Relationship Marketing: What it is, Examples, and How to Use It
Using relationship marketing can be difficult to implement because it takes a different type of thinking than you use for general marketing.
When you run a general marketing campaign, you focus on increasing targeted traffic or getting leads ready for sales. You’ve spent days and hours planning your budget and creative assets. You’re ready to take on the influx of potential customers, and everyone’s focused on making the sale — and it never actually happens that way.
To create a good marketing strategy, however, you need to focus on creating conversations that make sense and connect with someone who knows nothing about your product or service. You have to think about how you can earn customers trust before you get the right to sell them anything.
One of the best ways to earn customer trust is to let them see your human side and put yourself in their shoes. With the right marketing approach, you can help your team snap out of the sales-first mindset, and focus on building meaningful relationships faster.
What is Relationship Marketing?
Relationship marketing is the process of building long-term connections and customer trust over short-term goals, such as individual sales. The goal of relationship marketing is to create personalized and engaging interactions that develop an emotional connection with customers.
When you focus on learning more about customers’ interest and issues, you can make more sales over time. Why? Because you know how your product or services can solve their problems — which helps build trust and good rapport with your customers. This keeps them around longer and gets you more business.
Importance of Relationship Marketing
Whether you’re a business owner or a marketing agency, selling to new prospects can present a challenge for sales. It’s costly and time-consuming. On average, getting a new customer is between five and twenty-five times more expensive than retaining existing ones.

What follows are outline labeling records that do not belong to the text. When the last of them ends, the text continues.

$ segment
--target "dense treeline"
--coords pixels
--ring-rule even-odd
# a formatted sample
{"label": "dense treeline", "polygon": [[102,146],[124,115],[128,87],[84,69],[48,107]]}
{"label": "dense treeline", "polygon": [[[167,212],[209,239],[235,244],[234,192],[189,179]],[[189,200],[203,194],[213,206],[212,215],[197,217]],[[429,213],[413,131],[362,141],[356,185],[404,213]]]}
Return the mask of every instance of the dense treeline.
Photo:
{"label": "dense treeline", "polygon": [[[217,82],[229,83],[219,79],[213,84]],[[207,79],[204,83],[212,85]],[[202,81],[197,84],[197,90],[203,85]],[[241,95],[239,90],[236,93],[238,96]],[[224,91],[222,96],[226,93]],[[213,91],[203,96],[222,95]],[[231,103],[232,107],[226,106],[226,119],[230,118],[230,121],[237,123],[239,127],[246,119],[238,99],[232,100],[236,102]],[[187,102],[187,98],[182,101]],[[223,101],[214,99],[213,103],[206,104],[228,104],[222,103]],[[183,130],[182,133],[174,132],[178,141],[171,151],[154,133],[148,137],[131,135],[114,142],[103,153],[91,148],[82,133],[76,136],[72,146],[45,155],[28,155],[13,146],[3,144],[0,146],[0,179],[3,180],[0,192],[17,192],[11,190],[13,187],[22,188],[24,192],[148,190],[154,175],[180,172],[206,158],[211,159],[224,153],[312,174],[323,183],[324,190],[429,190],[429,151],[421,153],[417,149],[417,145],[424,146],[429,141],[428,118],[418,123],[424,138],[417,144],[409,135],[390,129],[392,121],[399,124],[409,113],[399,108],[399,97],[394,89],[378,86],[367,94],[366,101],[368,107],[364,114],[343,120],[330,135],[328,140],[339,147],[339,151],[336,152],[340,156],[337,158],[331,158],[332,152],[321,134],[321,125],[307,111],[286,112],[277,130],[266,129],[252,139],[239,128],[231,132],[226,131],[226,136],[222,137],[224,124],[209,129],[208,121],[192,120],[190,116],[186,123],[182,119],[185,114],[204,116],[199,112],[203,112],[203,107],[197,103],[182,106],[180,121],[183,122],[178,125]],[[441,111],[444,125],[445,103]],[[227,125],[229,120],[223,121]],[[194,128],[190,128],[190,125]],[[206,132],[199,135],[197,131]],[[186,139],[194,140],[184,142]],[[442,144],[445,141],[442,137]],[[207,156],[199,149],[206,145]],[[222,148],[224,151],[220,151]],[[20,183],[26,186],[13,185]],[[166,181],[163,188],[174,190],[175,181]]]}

Your existing customers have needs. They want to feel valued. They want to buy from people they trust. Great relationship marketing takes advantage of these needs without being sly or cunning to make another sale. It happens naturally when you engage with your customers. So much that fully engage ones spend nearly 23 percent more than your average customer, according to Gallup.
In addition, if you get customers who are true believers and love your business, they’ll spread the word for you. Word-of-mouth marketing is free, and referred leads tend to develop longer-lasting relationships.
Examples of Relationship Marketing.
There is no magic to relationship marketing; it just requires being customer-focused. It’s a simple formula. Here are some examples of both large and small businesses who’ve seen the benefits of relationship marketing.
Referral programs.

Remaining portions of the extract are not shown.